Home Artikel Al Qur’an

Al Qur’an

993
0

Brad Thor, seorang penulis novel yang produkif. Tulisannya yang agak mutakhir berjudul The Last Patriot, Thriller. Detail mengenai novel ini tidak penting. Tapi yang aneh karya fiksi ini memasukkan fakta-fakta sejarah Islam yang difiksikan atau dikarangnya sendiri. Ia misalnya menulis bahwa “pada bulan juni 632 Nabi Muhammad menerima wahyu terakhir. Dalam beberapa hari (kemudian) ia terbunuh”.  Selain itu ia juga menyatakan bahwa wahyu yang disampaikan kepada Nabi Muhammad hilang. Tapi, di akhir buku itu, dalam  Author’s Note ia menulis bahwa “pendapat tentangnya hilangnya wahyu Muhammad itu adalah karangan saya”  dan pendapat tentang terbunuhnya Muhammad oleh sahabatnya itu adalah rekayasa saya (meskipun ada bukti bahwa Muhammad itu dibunuh)”.

Dalam novel itu Brad Thor mengaku bahwa diantara yang menjadi konsultannya adalah tentang Islam adalah Daniel Pipes dan Robert Spencer. Kedua konsultan ini banyak menulis Islam secara negatif.  Robert  Spencer menulis buku berjudul Islam Unveiled (DiIndonesiakan dan diterbitkan oleh Paramadina menjadi Islam Ditelanjangi).  
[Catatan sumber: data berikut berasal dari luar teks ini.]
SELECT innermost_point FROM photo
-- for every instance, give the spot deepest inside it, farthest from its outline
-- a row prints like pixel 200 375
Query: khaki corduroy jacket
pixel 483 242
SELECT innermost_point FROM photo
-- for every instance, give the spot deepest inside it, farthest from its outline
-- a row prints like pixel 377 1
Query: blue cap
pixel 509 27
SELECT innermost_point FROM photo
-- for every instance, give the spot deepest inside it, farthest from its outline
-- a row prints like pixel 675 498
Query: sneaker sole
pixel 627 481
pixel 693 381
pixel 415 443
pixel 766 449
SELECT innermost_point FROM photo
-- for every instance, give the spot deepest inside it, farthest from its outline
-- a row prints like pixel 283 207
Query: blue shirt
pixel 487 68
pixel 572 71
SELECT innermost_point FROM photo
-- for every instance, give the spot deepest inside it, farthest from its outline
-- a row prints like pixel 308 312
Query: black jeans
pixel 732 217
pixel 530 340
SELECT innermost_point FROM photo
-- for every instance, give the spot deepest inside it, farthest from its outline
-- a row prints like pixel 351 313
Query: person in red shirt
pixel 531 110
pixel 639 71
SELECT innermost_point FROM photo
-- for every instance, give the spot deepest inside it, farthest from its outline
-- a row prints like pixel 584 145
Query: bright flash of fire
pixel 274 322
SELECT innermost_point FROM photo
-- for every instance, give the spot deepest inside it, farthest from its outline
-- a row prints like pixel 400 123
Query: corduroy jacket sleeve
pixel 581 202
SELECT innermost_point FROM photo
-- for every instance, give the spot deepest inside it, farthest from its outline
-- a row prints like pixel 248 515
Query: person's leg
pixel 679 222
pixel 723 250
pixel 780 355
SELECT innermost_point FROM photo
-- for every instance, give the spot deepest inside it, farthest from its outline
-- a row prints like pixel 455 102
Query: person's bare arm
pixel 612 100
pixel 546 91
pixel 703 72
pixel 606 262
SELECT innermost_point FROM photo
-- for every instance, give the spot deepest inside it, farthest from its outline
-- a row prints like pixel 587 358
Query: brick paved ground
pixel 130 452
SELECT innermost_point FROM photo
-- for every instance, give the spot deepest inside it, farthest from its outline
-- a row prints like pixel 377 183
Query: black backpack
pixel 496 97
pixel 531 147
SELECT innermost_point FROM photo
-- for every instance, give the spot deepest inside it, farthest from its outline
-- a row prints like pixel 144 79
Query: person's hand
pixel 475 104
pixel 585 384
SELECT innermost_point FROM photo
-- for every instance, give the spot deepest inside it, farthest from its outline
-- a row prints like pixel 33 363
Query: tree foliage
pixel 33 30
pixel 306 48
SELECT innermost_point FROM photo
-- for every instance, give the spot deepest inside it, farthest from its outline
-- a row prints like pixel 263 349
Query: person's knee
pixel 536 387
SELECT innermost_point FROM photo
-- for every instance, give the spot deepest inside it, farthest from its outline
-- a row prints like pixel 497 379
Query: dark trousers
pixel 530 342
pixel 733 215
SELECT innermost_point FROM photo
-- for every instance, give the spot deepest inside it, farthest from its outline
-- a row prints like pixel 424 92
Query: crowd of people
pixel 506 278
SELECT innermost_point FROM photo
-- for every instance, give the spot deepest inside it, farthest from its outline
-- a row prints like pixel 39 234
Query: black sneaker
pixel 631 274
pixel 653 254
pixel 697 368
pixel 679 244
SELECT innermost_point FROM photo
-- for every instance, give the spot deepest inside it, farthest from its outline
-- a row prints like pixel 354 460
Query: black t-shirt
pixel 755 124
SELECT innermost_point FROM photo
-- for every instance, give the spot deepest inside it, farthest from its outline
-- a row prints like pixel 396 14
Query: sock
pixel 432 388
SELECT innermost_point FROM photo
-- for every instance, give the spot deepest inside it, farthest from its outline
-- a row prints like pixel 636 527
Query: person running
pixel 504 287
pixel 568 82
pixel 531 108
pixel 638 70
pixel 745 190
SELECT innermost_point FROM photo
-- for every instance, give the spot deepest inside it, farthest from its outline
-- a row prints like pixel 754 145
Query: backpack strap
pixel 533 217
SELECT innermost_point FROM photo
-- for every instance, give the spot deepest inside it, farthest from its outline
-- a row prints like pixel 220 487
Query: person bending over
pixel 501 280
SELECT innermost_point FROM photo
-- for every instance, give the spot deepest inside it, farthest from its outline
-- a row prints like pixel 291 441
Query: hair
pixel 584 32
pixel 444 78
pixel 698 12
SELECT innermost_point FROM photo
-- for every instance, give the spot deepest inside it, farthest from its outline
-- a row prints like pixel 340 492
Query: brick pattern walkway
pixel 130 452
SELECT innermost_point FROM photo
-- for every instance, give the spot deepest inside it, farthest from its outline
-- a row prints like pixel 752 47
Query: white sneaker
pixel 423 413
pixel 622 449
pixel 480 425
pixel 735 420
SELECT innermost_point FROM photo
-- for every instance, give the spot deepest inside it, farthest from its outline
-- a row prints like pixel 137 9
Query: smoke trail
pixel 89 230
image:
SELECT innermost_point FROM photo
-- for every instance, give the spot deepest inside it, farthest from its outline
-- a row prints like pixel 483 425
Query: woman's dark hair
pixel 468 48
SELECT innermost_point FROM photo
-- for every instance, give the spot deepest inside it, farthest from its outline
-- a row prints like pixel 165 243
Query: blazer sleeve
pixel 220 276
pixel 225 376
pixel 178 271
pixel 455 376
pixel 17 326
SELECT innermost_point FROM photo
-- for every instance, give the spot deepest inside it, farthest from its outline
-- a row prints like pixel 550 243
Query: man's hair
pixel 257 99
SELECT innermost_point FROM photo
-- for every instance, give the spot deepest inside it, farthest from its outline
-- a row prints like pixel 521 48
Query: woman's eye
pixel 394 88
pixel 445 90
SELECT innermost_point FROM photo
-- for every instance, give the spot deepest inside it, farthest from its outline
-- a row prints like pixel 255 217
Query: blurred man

Di dalam buku ini ia menggambarkan bahwa al-Qur’an tidak punya konsep damai dengan kafir and musyrik.  Ia juga menyitir ayat-ayat perang  terhadap kafir dan juga ahlul kitab. Itu berarti bahwa inti dari ajaran Islam, yakni al-Qur’an memang sudah memusuhi orang kafir.  Bahkan  dia menolak pernyataan Harun Yahya bahwa al-Qur’an buka sumber kekerasan.  Kisah-kisah pembunuhan di zaman Nabi terhadap musuh-musuh Islam  (yang berlum jelas kesahihannya) dibeberkan. Masih banyak lagi. Selain mengorek apakah Islam itu agama damai, ia juga “memojokkan” Islam dalam soal HAM dan soal Perempuan.  Pendek kata Spencer melihat secara khusus sisi negatif Islam dari pemahamannya sendiri dan tidak menyebut sisi positifnya.  

Ini seperti memberi tahu orang Barat bahwa Islam adalah masalah besar bagi Barat.   Solusi yang ditawarkan Robert secara implisit muncul dalam bentuk pertanyaan:  Apakah Islam kompatibel dengan Demokrasi Liberal? Dapatkah Islam Disekularkan, Dicocokkan dengan Pluralisme Barat? Apakah Islam toleran terhadap non-Muslim?  Jawaban dari dua pertanyaan pertama adalah positif, sedangkan jawaban pertanyaan terakhir adalah negatif. Artinya, solusi masalahnya, Islam harus di Baratkan, disekularkan atau diliberalkan.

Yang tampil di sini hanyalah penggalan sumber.